The slaying also struck a chord elsewhere in Europe, where murders on reporters are rare and where the killings of journalists in Slovakia and Malta in recent years raised concerns about reporters’ safety in developed, democratic societies.
“We might disagree with a lot we see in our media, but we have to agree that journalists investigating potential abuses of power are not a threat but an asset to our democracies and our societies,” European Commission President Ursula von der Leyen told European Parliament lawmakers last week.
De Vries won an International Emmy in 2008 for a television show he made about the disappearance of U.S. teenager Natalee Holloway while she was on holiday in the Dutch Caribbean island of Aruba in 2005.
In 2018, while acting as a spokesman for the family of an 11-year-old boy who was abused and killed in 1998, De Vries appealed for tips about the whereabouts of a suspect identified in a DNA probe.

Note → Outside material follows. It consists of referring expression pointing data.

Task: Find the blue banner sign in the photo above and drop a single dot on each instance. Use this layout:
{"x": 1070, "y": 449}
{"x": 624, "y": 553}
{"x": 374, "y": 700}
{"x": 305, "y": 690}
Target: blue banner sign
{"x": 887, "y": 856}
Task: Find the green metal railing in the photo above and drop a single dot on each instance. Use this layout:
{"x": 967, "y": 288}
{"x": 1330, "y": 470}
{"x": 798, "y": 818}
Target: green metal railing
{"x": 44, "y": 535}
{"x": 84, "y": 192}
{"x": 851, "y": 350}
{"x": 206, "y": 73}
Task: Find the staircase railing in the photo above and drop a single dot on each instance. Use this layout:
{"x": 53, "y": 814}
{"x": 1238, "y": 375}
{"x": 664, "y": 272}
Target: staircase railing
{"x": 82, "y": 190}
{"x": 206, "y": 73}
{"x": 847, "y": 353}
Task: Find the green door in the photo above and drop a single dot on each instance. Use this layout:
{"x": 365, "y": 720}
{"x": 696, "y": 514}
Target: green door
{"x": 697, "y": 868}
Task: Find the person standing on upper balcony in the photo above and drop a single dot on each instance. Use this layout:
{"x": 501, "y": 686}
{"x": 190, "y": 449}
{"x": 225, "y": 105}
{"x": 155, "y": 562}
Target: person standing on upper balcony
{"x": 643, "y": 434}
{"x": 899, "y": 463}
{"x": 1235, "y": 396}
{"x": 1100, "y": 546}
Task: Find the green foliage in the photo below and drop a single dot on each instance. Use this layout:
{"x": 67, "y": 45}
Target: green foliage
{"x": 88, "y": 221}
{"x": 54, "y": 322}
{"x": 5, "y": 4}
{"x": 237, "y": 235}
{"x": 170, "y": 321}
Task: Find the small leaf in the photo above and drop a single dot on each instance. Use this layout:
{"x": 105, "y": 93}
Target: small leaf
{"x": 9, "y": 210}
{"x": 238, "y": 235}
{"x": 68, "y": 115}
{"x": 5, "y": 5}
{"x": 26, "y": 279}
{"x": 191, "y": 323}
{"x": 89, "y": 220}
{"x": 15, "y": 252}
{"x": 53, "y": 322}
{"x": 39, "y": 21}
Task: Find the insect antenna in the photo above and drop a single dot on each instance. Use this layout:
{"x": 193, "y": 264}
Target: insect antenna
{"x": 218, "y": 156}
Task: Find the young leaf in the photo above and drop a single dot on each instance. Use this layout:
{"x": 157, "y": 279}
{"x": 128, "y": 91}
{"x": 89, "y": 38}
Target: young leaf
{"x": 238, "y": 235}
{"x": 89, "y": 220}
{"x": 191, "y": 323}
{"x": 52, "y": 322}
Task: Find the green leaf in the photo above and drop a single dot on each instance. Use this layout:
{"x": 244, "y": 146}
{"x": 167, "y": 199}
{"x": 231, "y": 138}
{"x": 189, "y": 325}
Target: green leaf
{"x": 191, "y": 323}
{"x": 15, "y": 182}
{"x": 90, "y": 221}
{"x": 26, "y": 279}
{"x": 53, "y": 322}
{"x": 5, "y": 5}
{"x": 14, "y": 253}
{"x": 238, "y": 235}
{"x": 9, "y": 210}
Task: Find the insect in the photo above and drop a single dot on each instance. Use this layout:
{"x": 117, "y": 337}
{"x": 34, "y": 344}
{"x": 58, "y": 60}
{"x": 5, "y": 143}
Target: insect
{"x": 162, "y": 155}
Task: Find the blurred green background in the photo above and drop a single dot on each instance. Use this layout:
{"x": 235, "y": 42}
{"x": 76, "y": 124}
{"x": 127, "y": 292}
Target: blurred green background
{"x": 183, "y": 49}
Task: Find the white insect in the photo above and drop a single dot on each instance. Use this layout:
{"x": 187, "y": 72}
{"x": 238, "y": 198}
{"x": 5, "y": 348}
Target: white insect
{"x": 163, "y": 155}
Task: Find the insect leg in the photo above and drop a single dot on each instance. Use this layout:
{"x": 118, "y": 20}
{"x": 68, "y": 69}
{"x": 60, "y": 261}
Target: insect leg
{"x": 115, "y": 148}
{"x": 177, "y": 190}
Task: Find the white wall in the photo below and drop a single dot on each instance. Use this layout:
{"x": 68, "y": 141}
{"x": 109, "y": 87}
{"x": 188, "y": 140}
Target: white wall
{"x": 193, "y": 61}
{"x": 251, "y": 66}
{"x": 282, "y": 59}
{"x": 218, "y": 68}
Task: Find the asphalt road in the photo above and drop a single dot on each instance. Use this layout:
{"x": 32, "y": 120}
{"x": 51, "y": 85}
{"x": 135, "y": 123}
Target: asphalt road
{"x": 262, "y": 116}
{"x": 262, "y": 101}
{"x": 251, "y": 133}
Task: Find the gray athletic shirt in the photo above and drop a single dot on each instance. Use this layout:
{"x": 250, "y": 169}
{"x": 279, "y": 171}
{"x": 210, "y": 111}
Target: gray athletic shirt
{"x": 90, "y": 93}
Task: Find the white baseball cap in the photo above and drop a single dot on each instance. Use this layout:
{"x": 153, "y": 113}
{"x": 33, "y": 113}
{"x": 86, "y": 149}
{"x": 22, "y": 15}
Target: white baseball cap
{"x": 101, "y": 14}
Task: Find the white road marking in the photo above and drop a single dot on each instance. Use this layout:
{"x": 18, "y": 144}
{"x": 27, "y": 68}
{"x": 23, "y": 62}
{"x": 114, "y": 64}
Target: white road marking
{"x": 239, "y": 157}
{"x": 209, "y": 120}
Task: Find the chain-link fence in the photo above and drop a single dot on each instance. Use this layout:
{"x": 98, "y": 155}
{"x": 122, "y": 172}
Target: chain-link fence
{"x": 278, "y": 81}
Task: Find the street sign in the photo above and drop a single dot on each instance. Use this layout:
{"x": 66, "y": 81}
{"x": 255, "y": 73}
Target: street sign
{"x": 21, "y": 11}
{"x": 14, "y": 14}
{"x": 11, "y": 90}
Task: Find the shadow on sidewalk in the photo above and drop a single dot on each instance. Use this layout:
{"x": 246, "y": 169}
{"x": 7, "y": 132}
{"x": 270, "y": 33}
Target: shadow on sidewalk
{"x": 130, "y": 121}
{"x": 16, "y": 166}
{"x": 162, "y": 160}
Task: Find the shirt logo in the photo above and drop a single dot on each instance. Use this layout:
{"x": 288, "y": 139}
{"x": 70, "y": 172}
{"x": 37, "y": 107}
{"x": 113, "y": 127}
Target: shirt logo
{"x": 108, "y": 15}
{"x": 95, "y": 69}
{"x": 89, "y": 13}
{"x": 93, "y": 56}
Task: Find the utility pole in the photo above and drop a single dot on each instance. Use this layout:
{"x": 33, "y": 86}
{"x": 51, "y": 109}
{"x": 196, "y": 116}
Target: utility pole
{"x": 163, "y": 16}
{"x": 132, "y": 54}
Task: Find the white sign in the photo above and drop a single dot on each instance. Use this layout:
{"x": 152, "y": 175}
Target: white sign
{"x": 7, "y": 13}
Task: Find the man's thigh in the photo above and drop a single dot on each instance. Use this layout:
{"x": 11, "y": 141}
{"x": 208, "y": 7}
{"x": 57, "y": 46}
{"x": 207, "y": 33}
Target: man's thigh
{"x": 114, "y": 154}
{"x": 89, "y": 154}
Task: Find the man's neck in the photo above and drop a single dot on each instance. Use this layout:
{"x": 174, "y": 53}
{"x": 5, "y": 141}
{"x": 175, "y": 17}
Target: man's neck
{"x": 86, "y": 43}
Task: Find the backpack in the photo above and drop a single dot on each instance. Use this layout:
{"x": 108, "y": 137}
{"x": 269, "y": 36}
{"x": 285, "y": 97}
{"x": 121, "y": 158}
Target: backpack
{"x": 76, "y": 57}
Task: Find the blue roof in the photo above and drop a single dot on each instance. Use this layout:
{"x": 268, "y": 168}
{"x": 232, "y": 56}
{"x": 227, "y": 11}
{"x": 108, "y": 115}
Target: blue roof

“I can’t live with the idea that he won’t be arrested,” De Vries said when appealing for help at a televised press conference. “I won’t rest until it happens.”
The suspect was arrested a few weeks later in Spain and convicted last year in the death of the boy, Nicky Verstappen.
De Vries’ comment about the suspect in Nicky’s slaying summed up the tenacity that was a cornerstone of a career that saw him report on some of the Netherlands’ most notorious crimes, including the 1983 kidnapping of beer magnate Freddy Heineken.
Acting on a tip, De Vries tracked down one of the kidnappers in Paraguay in 1994.
He befriended another of the kidnappers, Cor van Hout, who was later gunned down in Amsterdam. Another of the kidnappers, Willem Holleeder, who was van Hout’s brother-in-law, was convicted in 2019 of inciting the killings of van Hout and four other people. Holleeder was sentenced to life imprisonment.